Ulm Gefährlicher Keim: Klinikpersonal als Überträger?

CHRISTOPH MAYER 18.06.2016
Die Ausbreitung des hochgefährlichen Keims"Acinetobacter baumannii" am Uni-Klinikum scheint gestoppt. Bis auf drei in Quarantäne liegende Patienten sind keine weiteren befallen. Ihre Lage bezeichnete das Klinikum als stabil.

Bei der vom hochresistenten Keim „Acinetobacter baumannii“ heimgesuchten Station des Uni-Klinikums (wir berichteten) handelt es sich um die Intensivstation der Inneren Medizin auf dem Oberen Eselsberg mit zwölf Betten. Erstmals festgestellt wurde der Keim am 29. Mai bei einem Patienten, der aufgrund seiner Erkrankungen als Risikofall galt und daher, wie in solchen Fällen üblich, getestet wurde, sagte der Leitende Ärztliche Direktor des Klinikums, Prof. Udo Kaisers gestern anlässlich einer Pressekonferenz.
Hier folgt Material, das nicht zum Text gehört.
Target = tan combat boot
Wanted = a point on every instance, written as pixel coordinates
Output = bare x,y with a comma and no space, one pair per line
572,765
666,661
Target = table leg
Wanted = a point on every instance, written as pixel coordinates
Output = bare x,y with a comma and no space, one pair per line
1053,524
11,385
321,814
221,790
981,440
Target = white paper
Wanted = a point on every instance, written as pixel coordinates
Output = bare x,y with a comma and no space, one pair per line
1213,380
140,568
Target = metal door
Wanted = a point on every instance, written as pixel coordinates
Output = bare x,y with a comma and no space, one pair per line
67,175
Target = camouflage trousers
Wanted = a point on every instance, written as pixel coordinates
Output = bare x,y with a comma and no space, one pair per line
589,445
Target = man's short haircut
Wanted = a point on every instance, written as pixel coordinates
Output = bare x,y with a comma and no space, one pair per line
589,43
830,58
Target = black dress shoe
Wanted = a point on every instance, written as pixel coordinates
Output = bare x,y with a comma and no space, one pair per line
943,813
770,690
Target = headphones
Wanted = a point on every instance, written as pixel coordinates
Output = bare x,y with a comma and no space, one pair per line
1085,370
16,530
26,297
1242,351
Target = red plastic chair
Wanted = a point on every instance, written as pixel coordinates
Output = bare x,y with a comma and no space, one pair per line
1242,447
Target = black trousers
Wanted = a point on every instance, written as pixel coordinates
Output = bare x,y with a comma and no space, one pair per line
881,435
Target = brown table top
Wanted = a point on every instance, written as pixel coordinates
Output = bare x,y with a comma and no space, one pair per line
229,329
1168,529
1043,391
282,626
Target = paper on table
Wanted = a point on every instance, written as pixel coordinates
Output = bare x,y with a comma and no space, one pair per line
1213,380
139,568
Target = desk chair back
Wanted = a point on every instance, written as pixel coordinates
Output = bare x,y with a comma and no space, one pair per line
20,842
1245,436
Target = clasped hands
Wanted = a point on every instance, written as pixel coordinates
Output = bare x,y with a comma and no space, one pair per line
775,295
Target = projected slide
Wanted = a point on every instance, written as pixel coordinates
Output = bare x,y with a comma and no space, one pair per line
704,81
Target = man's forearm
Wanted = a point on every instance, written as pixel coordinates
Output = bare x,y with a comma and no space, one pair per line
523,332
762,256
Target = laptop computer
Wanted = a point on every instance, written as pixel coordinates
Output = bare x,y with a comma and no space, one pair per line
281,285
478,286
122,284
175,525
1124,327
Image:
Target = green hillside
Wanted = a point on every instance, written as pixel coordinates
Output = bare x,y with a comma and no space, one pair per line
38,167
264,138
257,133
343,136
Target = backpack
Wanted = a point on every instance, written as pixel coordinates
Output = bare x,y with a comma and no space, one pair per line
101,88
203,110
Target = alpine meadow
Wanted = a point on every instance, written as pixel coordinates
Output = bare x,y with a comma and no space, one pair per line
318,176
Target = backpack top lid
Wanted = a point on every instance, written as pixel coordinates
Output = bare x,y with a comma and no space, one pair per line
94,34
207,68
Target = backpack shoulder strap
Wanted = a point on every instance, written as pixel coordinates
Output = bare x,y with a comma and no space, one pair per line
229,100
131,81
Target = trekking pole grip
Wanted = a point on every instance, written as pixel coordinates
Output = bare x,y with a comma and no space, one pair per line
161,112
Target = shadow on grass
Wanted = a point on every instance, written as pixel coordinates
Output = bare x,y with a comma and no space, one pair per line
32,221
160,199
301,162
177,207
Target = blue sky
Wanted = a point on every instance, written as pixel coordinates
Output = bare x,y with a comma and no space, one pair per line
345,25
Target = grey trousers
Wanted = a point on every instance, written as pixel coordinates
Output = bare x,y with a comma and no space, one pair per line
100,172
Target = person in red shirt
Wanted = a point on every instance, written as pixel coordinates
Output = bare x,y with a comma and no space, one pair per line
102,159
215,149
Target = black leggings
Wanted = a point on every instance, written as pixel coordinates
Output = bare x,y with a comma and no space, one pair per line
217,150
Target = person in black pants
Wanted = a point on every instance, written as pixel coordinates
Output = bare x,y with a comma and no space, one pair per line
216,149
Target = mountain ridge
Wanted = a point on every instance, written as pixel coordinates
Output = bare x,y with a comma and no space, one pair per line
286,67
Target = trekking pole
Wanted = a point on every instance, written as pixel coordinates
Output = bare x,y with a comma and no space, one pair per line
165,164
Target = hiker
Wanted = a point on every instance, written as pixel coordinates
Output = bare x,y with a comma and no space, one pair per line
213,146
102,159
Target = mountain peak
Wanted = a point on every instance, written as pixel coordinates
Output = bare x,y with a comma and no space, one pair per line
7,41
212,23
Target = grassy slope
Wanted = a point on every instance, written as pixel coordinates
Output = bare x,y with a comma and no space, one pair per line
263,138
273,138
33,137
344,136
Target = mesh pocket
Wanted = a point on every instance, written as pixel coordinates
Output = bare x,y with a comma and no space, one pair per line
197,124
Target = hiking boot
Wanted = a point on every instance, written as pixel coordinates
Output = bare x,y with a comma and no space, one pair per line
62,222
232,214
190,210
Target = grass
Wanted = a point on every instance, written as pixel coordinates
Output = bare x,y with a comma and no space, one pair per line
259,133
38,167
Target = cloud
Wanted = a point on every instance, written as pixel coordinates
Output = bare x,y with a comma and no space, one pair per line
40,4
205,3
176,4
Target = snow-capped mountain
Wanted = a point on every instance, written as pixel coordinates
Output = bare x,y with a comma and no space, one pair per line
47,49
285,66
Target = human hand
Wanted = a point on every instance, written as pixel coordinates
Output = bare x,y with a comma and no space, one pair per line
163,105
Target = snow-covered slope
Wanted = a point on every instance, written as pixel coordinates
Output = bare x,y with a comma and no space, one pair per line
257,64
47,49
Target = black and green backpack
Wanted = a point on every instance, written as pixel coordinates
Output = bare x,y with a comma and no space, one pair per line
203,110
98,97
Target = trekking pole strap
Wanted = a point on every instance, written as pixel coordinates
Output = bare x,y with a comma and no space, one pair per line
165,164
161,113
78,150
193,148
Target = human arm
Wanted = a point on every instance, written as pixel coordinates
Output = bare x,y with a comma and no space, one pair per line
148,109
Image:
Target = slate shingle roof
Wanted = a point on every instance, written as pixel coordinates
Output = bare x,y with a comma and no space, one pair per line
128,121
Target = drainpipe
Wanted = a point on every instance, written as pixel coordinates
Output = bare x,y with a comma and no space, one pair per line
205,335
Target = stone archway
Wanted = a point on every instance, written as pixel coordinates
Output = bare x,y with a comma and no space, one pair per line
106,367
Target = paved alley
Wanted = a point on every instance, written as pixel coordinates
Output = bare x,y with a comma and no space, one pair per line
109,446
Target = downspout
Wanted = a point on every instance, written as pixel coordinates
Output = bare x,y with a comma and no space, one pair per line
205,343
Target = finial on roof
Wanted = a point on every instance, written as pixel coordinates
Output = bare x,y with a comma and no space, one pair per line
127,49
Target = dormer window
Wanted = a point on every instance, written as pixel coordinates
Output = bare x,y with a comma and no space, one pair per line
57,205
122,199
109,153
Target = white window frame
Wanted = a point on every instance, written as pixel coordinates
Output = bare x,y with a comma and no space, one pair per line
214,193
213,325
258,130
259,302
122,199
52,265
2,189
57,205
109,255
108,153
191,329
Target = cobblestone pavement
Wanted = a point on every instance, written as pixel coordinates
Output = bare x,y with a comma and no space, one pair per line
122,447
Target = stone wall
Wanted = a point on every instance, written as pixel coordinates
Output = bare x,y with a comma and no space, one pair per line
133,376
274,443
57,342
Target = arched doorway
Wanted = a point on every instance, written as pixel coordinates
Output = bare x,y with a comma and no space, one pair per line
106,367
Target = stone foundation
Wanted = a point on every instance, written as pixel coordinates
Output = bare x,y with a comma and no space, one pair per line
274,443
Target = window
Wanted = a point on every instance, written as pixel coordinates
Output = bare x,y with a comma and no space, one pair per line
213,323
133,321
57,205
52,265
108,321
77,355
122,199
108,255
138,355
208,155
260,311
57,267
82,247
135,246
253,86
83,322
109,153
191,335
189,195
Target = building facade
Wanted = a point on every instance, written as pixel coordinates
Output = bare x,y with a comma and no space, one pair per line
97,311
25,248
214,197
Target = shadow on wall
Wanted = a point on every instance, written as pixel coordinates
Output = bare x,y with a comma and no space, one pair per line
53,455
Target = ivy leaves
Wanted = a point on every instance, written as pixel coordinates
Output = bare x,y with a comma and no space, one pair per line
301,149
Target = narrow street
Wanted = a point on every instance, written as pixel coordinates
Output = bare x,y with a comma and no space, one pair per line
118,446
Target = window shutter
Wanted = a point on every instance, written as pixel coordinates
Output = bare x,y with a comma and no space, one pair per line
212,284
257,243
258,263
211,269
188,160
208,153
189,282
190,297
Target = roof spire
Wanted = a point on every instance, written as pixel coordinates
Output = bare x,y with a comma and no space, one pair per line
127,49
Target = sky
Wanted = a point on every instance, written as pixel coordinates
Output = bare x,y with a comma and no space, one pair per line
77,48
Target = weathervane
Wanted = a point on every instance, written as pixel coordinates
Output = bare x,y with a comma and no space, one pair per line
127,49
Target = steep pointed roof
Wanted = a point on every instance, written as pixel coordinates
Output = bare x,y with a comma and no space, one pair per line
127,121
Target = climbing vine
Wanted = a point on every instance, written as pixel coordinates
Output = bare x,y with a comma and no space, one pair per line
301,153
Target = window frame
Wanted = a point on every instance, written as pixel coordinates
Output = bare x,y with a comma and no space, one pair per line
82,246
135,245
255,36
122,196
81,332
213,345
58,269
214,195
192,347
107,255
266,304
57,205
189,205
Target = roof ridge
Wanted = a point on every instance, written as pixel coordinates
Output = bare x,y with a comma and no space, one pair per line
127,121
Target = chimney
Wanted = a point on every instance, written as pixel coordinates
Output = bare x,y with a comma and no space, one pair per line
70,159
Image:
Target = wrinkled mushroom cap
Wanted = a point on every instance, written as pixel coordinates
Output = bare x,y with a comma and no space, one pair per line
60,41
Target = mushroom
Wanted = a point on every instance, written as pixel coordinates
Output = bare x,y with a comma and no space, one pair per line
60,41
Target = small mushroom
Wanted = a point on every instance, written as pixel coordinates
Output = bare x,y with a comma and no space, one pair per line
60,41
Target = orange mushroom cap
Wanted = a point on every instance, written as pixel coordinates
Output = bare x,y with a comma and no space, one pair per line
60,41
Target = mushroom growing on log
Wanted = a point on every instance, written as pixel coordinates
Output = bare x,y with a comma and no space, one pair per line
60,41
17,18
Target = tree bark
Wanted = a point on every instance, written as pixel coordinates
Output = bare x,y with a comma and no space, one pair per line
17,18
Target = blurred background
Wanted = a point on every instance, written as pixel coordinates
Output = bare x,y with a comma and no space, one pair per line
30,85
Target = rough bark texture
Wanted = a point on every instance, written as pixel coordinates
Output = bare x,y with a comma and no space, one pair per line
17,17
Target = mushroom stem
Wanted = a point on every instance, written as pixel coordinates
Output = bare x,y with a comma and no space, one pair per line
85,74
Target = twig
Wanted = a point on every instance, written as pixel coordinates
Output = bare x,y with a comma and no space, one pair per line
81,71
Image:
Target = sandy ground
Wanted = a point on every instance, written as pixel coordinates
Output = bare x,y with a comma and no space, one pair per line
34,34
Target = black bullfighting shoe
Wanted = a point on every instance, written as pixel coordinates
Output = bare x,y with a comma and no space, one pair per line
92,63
Obwohl der Patient sofort isoliert worden sei, gab es Anfang Juni zwei weitere Übertragungsfälle – es wurde der selbe Erregerstamm nachgewiesen. Die drei seither auf einer abgeriegelten Station in Quarantäne liegenden Patienten seien zwar mit dem Keim besiedelt, nicht aber daran erkrankt, betonte Kaisers. Doch selbst wenn der Keim bei einem Patienten direkt keine Krankheit auslöse, sorge er doch dafür, dass andere Erreger resistent werden, so dass sie mit Medikamenten nicht mehr behandelt werden können.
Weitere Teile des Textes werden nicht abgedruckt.